I've been asked to participate in a conference call on AE this morning with experts from a number of other countries (some of which are considering my smoothed AE approach!!). In preparation for the call, I have had to study aspects of government's proposals other than investment strategy (my specialist subject!).
Am I right in understanding that workers who are not members of pension schemes will be forced to join AE for six months irrespective of whether or not they're interested in joining? That's my reading from the third bullet point of the following extract from this explanation of the scheme for employees.
  • auto-enrolment scheme is a semi-mandatory retirement savings system designed to give employees extra income in retirement
  • every €3 an employee contributes will be matched by their employer, and the state will top up with a further €1
  • employees who are enrolled will have to stay in the system for six months, but they will be free to opt out in months 7 and 8 if they so wish
  • in the first ten years, employees will also be able to opt out in months 7 and 8 after each contribution rate increase
  • employees will also be able to suspend or pause their contributions at any time outside of the mandatory six-month participation period
Looking at those bullet points again, though, one could read it that, the day an employee is enrolled, they can say (under the last bullet point) that they want to "pause or suspend their contributions", which effectively means that they don't have to join.
I'm confused! Can anyone enlighten me?
 
My understanding, subject to change:

If they Opt Out, they get their contributions returned to them. The Employer's and State's contributions are kept in the employees account. This sounds like there is no real opt out. It will cost the system more to manage and pay out a pension pot of a hundred or so euro on retirement.

If they pause, they don't get a repayment.
 
Thanks @S class and @Towger for your prompt replies. I can see this being a real mess, trying to force workers who have no interest whatsoever to pay pension contributions for six months.
 
Any employee (eg. co. director) that's at SFT limit and isn't paying into a pension scheme is going to be automatically enrolled.

I feel a revised SFT of €2.5M might be on the way.

They've given themselves 7 years to decide on the standards for exemptions and probably things like charges, funds, vesting etc. so it really is a waste of time speculating on what may or may not be be in the actual AE product that's brought to market. So many loose ends to be sorted out before that happens and they will tweak it as they go.


Gerard

www.prsa.ie
 
My understanding, subject to change:

If they Opt Out, they get their contributions returned to them. The Employer's and State's contributions are kept in the employees account. This sounds like there is no real opt out. It will cost the system more to manage and pay out a pension pot of a hundred or so euro on retirement.

If they pause, they don't get a repayment.

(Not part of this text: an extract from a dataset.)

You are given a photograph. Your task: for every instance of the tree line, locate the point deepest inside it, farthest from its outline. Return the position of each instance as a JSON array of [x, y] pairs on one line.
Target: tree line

Sorry if this is a stupid question, but just to be clear : if the employee opts out will the employer's and government's monthly contributions also immediately stop? (If so, isn't this an incentive for an employer to encourage their staff to opt out?)
 
Sorry if this is a stupid question, but just to be clear : if the employee opts out will the employer's and government's monthly contributions also immediately stop? (If so, isn't this an incentive for an employer to encourage their staff to opt out?)
Yes, but that's the incentive for Employee's to stay in - they benefit from the Employer and Government contributions.
 
The hope is that even those who had no interest in joining AE, with the 6 months compulsory and effort required thereafter to leave, the vast majority will just leave it alone
 
The hope is that even those who had no interest in joining AE, with the 6 months compulsory and effort required thereafter to leave, the vast majority will just leave it alone
That's the idea. The hope is that "inertia " kicks in and most will just become accustomed to the pension contributions (deductions).
 
Yes, but that's the incentive for Employee's to stay in - they benefit from the Employer and Government contributions.

Cunning employer to gullible employee: "Well Joe, if you opt out then I'll increase your weekly pay by 2% and you'll also get back that 3% that AE is taking from your wages every week."

Who could turn down such an attractive offer! :)

EDIT: especially if they're a low wage worker from Eastern Europe who doesn't plan to remain in Ireland for too long.